Before diving into the mathematical details, it is worth noting that the thing that sets the Kalman filter apart from the Holt-Winters algorithm is that in the latter, we needed to recognize and characterize a reoccurring pattern in our data.  For example, in the Red Fin housing sales, the data are conveniently regularly spaced in monthly intervals and seasonal patterns are readily apparent if not always predictable.  The Kalman filter imposes no such requirements, hence its usefulness.  It is often used in navigation activities within the aerospace field where it is applied to powered flight of a missile as readily as to a low-Earth orbiting spacecraft like Starlink to a libration orbiting spacecraft like JWST.

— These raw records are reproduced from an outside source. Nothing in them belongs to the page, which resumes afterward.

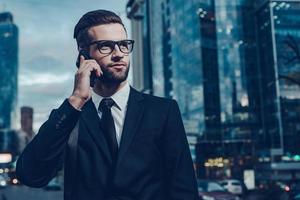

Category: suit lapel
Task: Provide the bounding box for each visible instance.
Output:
[117,87,144,164]
[82,99,112,163]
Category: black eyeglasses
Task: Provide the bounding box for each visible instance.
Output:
[89,40,134,54]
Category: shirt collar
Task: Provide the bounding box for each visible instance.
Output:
[92,81,130,111]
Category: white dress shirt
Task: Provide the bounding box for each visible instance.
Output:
[92,82,130,146]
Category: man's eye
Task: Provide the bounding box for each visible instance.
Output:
[99,46,110,50]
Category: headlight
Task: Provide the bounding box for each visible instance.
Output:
[202,195,215,200]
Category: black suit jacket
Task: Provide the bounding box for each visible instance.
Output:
[17,88,198,200]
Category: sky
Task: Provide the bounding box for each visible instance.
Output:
[0,0,131,131]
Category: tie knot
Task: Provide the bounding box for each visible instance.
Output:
[98,98,115,111]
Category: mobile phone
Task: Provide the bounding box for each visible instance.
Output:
[76,50,97,87]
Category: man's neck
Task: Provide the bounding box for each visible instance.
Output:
[93,80,127,97]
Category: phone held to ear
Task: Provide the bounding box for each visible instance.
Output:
[76,50,97,87]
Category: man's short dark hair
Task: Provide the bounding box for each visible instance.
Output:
[73,10,126,48]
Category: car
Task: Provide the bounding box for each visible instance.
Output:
[197,180,240,200]
[219,179,243,195]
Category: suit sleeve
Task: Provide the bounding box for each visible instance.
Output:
[16,99,80,187]
[164,100,199,200]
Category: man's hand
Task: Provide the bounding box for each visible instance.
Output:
[69,55,103,110]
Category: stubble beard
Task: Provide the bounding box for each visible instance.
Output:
[99,63,130,84]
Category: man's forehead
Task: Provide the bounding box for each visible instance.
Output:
[88,23,127,40]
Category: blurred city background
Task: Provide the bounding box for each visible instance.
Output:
[0,0,300,200]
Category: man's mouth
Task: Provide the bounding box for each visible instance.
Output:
[110,63,126,69]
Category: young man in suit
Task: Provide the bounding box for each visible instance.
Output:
[17,10,198,200]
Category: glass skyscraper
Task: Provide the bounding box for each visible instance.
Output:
[129,0,300,183]
[0,12,18,128]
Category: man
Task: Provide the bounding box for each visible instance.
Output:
[17,10,198,200]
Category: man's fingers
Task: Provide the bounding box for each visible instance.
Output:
[80,55,85,66]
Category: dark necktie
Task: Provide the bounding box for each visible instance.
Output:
[98,98,118,164]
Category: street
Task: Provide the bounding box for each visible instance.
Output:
[0,186,63,200]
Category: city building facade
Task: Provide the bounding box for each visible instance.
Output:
[0,12,18,128]
[127,0,300,184]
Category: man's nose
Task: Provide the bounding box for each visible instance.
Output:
[112,44,124,57]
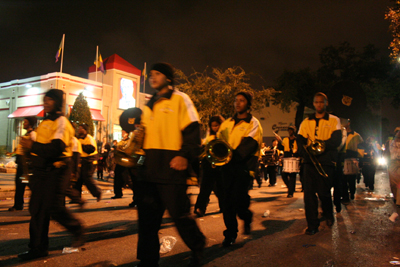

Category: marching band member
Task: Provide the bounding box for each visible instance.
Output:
[278,125,299,198]
[194,116,224,217]
[263,139,280,187]
[137,63,205,266]
[8,117,37,211]
[297,92,342,235]
[217,92,262,247]
[18,89,83,260]
[75,123,101,201]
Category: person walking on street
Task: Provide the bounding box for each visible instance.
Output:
[297,92,342,235]
[8,117,37,214]
[18,89,83,260]
[137,63,205,267]
[75,124,101,201]
[217,92,262,247]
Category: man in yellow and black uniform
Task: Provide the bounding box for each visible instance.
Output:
[75,124,101,201]
[342,120,364,201]
[18,89,83,260]
[8,117,37,211]
[278,125,299,198]
[217,92,262,247]
[137,63,205,266]
[297,93,342,235]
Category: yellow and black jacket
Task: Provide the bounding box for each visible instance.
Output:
[78,134,98,163]
[31,113,75,169]
[278,137,299,158]
[297,113,342,165]
[141,89,201,184]
[217,113,263,171]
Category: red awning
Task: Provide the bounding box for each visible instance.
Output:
[8,105,45,119]
[90,109,105,121]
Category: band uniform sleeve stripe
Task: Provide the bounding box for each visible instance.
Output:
[247,117,260,139]
[329,114,342,130]
[53,116,67,141]
[174,90,200,122]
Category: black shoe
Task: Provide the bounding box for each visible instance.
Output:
[222,237,236,247]
[306,228,319,235]
[8,206,24,211]
[194,208,206,217]
[18,249,49,261]
[71,226,85,248]
[188,250,203,267]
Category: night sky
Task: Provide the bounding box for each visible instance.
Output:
[0,0,392,89]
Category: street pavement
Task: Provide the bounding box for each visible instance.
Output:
[0,170,400,267]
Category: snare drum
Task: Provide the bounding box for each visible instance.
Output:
[283,158,300,173]
[343,158,360,175]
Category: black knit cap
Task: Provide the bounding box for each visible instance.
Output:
[150,62,175,85]
[236,91,253,108]
[79,123,89,132]
[44,89,64,111]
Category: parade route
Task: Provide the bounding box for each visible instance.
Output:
[0,170,400,267]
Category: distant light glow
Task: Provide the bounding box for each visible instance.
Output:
[378,157,387,166]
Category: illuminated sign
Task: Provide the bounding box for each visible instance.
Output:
[118,78,136,109]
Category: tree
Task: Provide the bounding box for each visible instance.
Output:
[317,42,399,108]
[272,68,318,129]
[176,67,269,130]
[385,0,400,61]
[69,93,94,136]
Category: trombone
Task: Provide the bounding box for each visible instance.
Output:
[199,139,233,168]
[303,140,328,178]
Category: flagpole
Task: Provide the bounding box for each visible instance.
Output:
[60,33,65,73]
[94,46,99,82]
[143,62,147,94]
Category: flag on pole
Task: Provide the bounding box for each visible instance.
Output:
[56,37,64,63]
[140,63,147,84]
[94,53,106,73]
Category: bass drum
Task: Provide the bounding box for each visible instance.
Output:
[283,158,300,173]
[343,158,360,175]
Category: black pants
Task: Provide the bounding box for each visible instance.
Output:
[303,164,334,229]
[14,155,27,209]
[264,166,277,185]
[137,182,205,266]
[362,163,376,190]
[75,158,101,198]
[282,172,297,195]
[97,170,103,180]
[194,161,222,212]
[342,174,357,200]
[29,161,82,250]
[333,164,342,212]
[222,162,253,238]
[114,164,136,197]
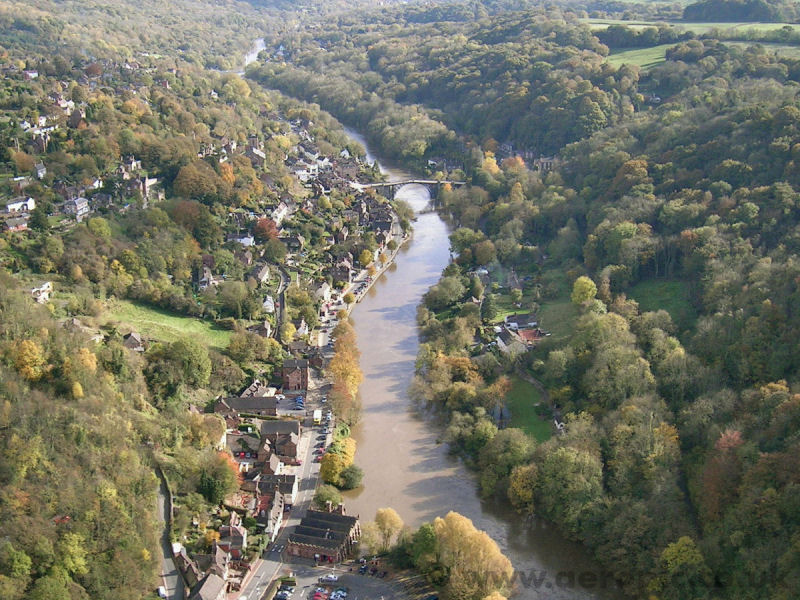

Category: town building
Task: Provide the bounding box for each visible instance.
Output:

There are an enormous number of introductions to the Kalman filter each of them with their own specific strengths and weakness.  I tend to draw on two works: An Introduction to the Kalman Filter by Greg Welch and Gary Bishop and Poor Man’s Explanation of Kalman Filtering or How I stopped Worrying and Learned to Love Matrix Inversion by Roger M. du Plessis.  The latter work is particularly difficult to come by, but I’ve had it around for decades.  That said, I also draw on a variety of other references which will be noted when used.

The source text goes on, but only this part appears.